Robustness and size-dependence of circadian rhythms in multiscale suprachiasmatic-nucleus networks
Youhao Zhuo, Yingpeng Liu, Jiao Wu, Kesheng Xu, and Muhua Zheng

TL;DR
This study investigates how the structure of the suprachiasmatic nucleus network affects circadian rhythm robustness and size-dependence, revealing that average degree influences rhythms more than clustering, and that rhythms are resilient across scales.
Contribution
The paper introduces a method to generate self-similar SCN network replicas and demonstrates that network connectivity, especially average degree, governs circadian rhythm stability across scales.
Findings
SCN network replicas do not show size-dependent rhythms.
Increasing average degree with network size reproduces size-dependent rhythms.

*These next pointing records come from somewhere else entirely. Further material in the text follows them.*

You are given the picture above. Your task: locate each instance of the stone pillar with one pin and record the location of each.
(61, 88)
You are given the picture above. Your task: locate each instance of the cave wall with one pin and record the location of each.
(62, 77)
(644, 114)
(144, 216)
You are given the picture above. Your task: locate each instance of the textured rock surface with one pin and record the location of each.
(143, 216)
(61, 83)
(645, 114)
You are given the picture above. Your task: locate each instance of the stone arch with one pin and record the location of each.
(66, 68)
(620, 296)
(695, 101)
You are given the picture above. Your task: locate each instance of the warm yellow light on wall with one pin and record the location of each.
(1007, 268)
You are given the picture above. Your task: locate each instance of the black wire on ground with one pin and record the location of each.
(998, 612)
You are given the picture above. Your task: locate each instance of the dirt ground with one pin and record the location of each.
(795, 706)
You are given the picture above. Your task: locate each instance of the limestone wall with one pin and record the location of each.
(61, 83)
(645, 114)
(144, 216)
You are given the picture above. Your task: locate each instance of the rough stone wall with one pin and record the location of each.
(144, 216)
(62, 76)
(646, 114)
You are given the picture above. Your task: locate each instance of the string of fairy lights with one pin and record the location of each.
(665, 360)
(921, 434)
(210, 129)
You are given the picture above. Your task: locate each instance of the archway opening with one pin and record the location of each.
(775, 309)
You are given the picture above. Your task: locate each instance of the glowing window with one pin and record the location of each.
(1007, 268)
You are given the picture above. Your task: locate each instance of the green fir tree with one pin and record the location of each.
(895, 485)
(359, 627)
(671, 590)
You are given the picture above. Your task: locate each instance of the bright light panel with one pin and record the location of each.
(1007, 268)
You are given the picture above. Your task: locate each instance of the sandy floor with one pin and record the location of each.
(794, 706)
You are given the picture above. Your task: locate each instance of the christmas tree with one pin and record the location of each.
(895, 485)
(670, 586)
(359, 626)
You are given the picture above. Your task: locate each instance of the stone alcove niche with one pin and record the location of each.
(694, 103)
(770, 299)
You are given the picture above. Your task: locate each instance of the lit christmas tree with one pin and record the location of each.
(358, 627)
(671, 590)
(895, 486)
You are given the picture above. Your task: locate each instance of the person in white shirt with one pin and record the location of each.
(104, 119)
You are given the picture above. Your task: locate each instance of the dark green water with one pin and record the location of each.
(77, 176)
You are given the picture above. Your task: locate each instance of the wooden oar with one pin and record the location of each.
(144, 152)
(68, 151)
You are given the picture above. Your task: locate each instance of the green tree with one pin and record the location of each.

Rhythms remain robust despite disruptions to clustering self-similarity.
Abstract
Understanding how multi-scale network structure influences circadian rhythms in the suprachiasmatic nucleus (SCN) is essential for uncovering the principles of rhythmic robustness and synchronization. Previous studies using synthetic SCN networks suggested a size-dependent phenomenon, in which rhythmic activity initially strengthens with network size and then saturates, but it remains unclear whether this occurs in real SCN networks. Here, we apply geometric branch growth (GBG) and geometric renormalization (GR) to generate self-similar scaled-up and scaled-down replicas from a single-scale functional mouse SCN network. Unlike synthetic models, these SCN replicas do not exhibit size-dependent rhythms: average period, amplitude, and synchronization remain stable across scales. By increasing the average degree with network size, we reproduce size-dependent rhythms and show that they arise…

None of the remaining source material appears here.